Our objectives were to isolate bovine stromal-vascular cells using explants and to determine media components that promote differentiation into mature adipocytes for studies of lipogenic enzyme regulation. Stromal-vascular cells were grown from explants and treated with differentiation media for 8 d after reaching confluence. Differentiation was assessed by measuring radiolabeled acetate incorporation into lipids, glycerol-3-phosphate dehydrogenase activity, and the mRNA expression of fatty acid binding protein-4, PPAR-gamma, and acetyl-CoA carboxylase-alpha (ACCalpha).
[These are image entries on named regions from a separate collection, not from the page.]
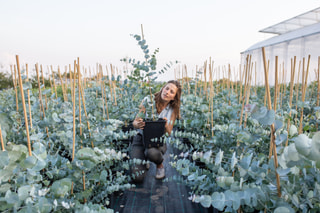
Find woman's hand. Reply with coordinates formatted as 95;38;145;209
132;118;146;129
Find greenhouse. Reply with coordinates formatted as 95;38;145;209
241;7;320;84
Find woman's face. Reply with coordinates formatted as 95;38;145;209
161;83;178;102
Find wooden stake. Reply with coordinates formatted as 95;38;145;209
16;55;32;156
51;66;57;99
40;65;48;110
58;66;67;102
286;56;296;146
273;56;278;112
10;65;19;112
77;57;82;135
36;64;46;118
299;55;310;134
239;55;250;127
295;61;301;118
244;55;253;128
317;56;320;106
0;125;6;151
26;64;32;129
71;61;77;161
316;56;320;130
262;47;281;197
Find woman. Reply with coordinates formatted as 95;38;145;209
130;80;181;182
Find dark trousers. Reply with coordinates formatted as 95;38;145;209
129;133;167;182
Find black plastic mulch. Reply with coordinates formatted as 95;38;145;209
110;145;218;213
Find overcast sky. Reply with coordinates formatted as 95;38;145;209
0;0;320;80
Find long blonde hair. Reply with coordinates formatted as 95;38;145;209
154;80;181;119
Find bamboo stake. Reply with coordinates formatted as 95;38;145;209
26;64;32;129
254;62;257;96
317;56;320;106
16;55;32;156
286;56;296;146
316;56;320;130
244;55;253;128
10;65;19;112
40;65;48;110
0;124;6;151
264;60;270;106
36;64;46;118
110;64;119;106
280;62;287;108
273;56;278;112
299;55;310;134
47;66;53;95
239;65;244;104
239;55;249;127
51;66;58;99
58;66;67;102
71;60;77;161
269;56;279;156
228;64;231;106
77;57;82;135
295;61;301;118
262;47;281;197
203;61;208;101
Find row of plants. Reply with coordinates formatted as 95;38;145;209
0;30;320;212
169;75;320;212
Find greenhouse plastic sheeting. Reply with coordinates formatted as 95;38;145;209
111;145;218;213
241;8;320;85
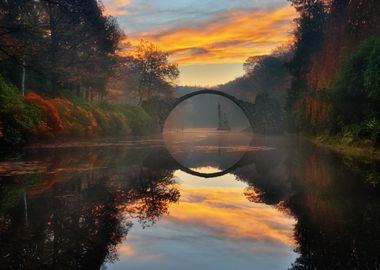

After 8 d of differentiation, medium containing 10 microg/mL of insulin, 0.25 microM dexamethasone, 0.5 mM isobutylmethylxanthine, 1 mM octanoate, and 2% Intralipid (Fisher Scientific, Suwanee, GA) produced greater acetate incorporation (P < 0.001) and glycerol-3-phosphate dehydrogenase activity (P < 0.001) compared with other media tested. This differentiation medium also increased mRNA expression of fatty acid binding protein-4, PPARgamma, and ACCalpha by 180-, 7-, and 3-fold, respectively, compared with undifferentiated control cells (P < 0.05). To further improve the differentiation protocol, the effects of Intralipid, rosiglitazone, and troglitazone were examined. Removal of 2% Intralipid did not improve any differentiation measures. Addition of rosiglitazone (1 microM), a PPAR-gamma agonist, increased acetate incorporation and ACCalpha mRNA (P < 0.01). Addition of troglitazone (5 microM), another PPAR-gamma agonist, increased acetate incorporation to a similar extent as rosiglitazone and produced the greatest expression of ACCalpha mRNA (P < 0.01), but was not superior to medium that included rosiglitazone for any other differentiation measures. Cell-seeding density influences the cell divisions required to reach confluence, and increased plating density (2 x 10(4) cells/cm(2) vs. 6.7 x 10(3) cells/cm(2)) increased acetate incorporation by 100% (P < 0.001). Differentiating stromal-vascular cells in the presence of trans-10, cis-12 CLA inhibited differentiation of stromal-vascular cells into mature adipocytes, reducing radiolabeled acetate incorporation into lipids (P < 0.001), stearoyl-CoA desaturase-1 mRNA (P < 0.05) and protein abundance (P < 0.05), and ACCalpha protein abundance (P < 0.05). We have developed a method to differentiate primary bovine adipocytes, which will allow us to study the regulation of lipogenic enzymes by nutrient and endocrine factors.